Nur Max, damals elf, verwirrte dieses Treiben. Nach sechs Monaten fragte er mich vorsichtig: »Ist Ella jetzt die Freundin von Jakob?« Er erinnerte sich nämlich daran, dass sein Bruder geschworen hatte, niemals eine Freundin zu wollen. Und registrierte nun – mit strengem Blick –, dass Jakob und Ella sich küssten. Ich kann gut nachvollziehen, wie eine neue Freundin, ein neuer Freund die Dynamik innerhalb einer Familie durcheinanderwirbelt und sich die übrigen Geschwister zurückgesetzt fühlen. Aber Ella drängte sich nie zwischen die beiden Jungs, schon aufgrund der fast vier Jahre Altersunterschied entstand nie so etwas wie eine Konkurrenzsituation. Die Beziehung zwischen Max und Ella war herzlich, im Vergnügungspark opferte sie sich sogar und stieg mit Max in das Karussell mit den schwingenden Booten, die um einen speienden Tintenfisch kreisen. Dafür sind wir ihr auf ewig dankbar.

So wurde aus einer vierköpfigen eine fünfköpfige Familie, sehr zu meiner Freude: In den Jahren zuvor waren nach und nach die Großeltern gestorben und unsere Familie war immer nur geschrumpft. Als wir unter dem Weihnachtsbaum die Geschenke überreichten, stellte ich mir einen Moment lang vor, welche Feste wohl noch auf uns zukommen würden. Nach und nach lernte Ella auch alle Tanten und Onkel von Jakob kennen, Cousins und Cousinen, unsere besten Freunde und deren Angehörige. Jeder mochte sie. Schon klar, niemand wünscht seinem Kind ernsthaft, dass es schon mit 14 seinen Partner fürs Leben findet. Aber wenn ich meinen Freunden sagte, dass ich mir Ella sehr gut als Schwiegertochter und Mutter meiner Enkel vorstellen könnte, war das kein Scherz.

Dann aber, anderthalb Jahre später, es war Herbst und die Bäume warfen gerade ihre Blätter ab, endete die Liebe der beiden ebenso unerwartet, wie sie begonnen hatte. Ich weiß bis heute nicht genau, warum, und ich mag auch nicht nachbohren. Aber was ich genau weiß: dass ich mich seitdem sehr leer fühle. Ihre verrückten Schuhe liegen nicht mehr im Flur und meinen Haarglätter benützt nun wieder niemand außer mir. Meinem Mann geht es ähnlich, er werde keine Freundin von Jakob oder Max mehr zum Fußball mitnehmen, hadert er, jedenfalls vorerst.

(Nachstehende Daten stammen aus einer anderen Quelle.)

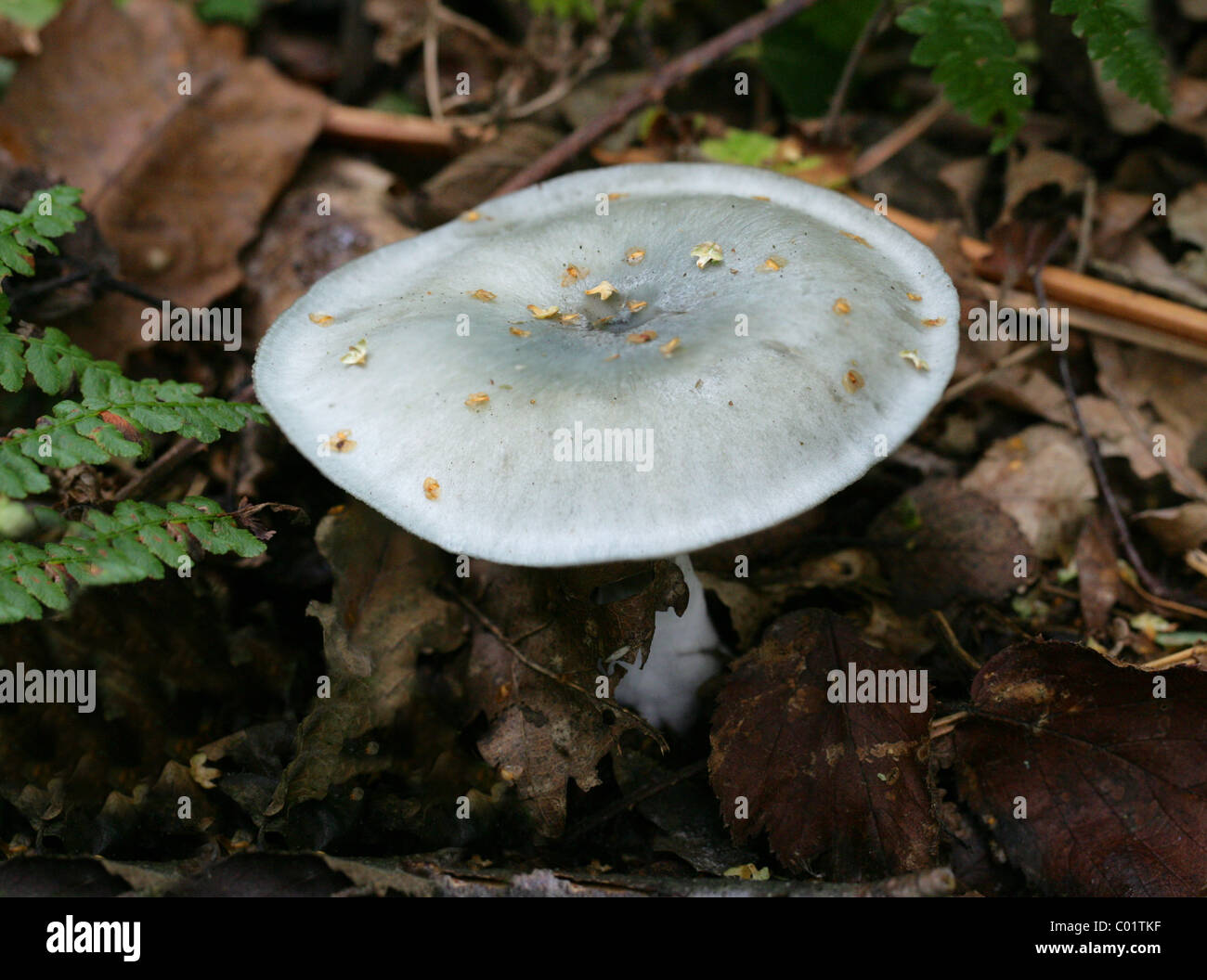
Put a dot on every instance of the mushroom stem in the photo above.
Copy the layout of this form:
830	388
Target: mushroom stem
681	658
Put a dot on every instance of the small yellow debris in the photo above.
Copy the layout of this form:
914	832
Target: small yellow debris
707	252
203	775
342	442
357	353
748	872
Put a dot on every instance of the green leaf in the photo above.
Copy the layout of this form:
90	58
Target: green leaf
740	147
132	545
1117	32
974	59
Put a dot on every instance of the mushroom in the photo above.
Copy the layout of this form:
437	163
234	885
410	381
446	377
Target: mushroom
800	338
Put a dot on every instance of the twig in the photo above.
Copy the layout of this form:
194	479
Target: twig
472	27
652	88
978	377
941	727
1175	321
954	645
431	65
1091	445
631	799
902	136
852	60
458	880
1174	659
370	125
599	703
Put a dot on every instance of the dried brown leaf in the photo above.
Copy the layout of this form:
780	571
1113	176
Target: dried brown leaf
837	788
1114	779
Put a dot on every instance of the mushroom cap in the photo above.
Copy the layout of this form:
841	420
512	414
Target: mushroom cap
788	380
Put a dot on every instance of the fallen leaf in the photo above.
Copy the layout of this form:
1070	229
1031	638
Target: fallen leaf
176	183
942	542
837	787
547	731
1042	479
298	245
1113	779
1097	573
1178	529
382	614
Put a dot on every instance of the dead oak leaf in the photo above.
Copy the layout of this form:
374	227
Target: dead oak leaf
837	787
942	541
547	728
383	613
179	153
1114	779
1041	478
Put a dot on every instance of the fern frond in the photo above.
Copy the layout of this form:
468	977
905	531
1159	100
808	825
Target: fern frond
48	213
107	421
973	56
133	543
1117	32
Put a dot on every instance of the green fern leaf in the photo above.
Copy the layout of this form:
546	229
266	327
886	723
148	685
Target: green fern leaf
1117	32
973	56
132	545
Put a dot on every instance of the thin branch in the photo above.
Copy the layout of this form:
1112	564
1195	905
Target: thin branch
653	88
902	136
844	83
1184	325
631	799
431	65
599	703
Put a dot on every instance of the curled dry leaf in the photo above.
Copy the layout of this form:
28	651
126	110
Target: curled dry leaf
942	542
837	787
1042	479
382	614
1114	779
547	731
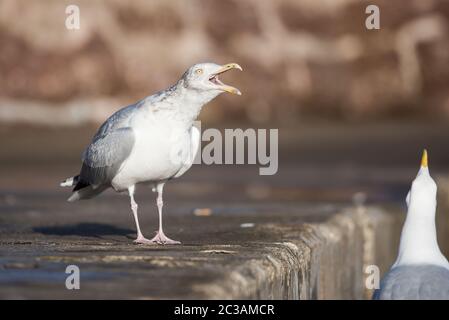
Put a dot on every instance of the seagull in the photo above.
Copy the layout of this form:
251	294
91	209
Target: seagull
150	142
421	271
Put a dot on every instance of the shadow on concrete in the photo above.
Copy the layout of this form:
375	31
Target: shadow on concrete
84	229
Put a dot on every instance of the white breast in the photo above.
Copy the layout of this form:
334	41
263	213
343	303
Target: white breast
159	152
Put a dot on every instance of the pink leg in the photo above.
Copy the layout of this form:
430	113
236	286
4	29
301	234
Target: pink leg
160	237
140	238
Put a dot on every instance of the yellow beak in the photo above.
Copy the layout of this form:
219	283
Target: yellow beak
424	163
225	87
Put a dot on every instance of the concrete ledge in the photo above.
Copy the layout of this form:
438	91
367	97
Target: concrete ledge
319	261
301	252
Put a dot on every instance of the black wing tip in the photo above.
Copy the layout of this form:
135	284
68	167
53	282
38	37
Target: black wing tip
80	185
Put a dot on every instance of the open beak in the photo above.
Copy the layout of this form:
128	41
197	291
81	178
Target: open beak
214	78
424	163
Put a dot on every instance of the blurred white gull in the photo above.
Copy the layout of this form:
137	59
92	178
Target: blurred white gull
421	271
150	142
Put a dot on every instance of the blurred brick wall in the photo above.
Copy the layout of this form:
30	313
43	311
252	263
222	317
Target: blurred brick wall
301	57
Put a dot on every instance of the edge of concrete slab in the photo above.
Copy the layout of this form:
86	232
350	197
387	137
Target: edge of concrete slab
322	261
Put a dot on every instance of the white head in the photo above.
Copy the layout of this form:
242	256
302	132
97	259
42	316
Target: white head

Das alles klingt vielleicht idiotisch für Eltern mit größeren Kindern, die sich daran gewöhnt haben, dass Freunde und Freundinnen kommen und gehen. Dem entgegne ich, dass wir Ella nicht nur unser Haus geöffnet haben, sondern auch unsere Herzen. Sie ist Teil unseres Lebens geworden. Immerhin hat Ella gesagt, wir könnten Freunde bleiben, genauer gesagt sie und Jakob. Und ich muss sehen, wie ich damit zurechtkomme.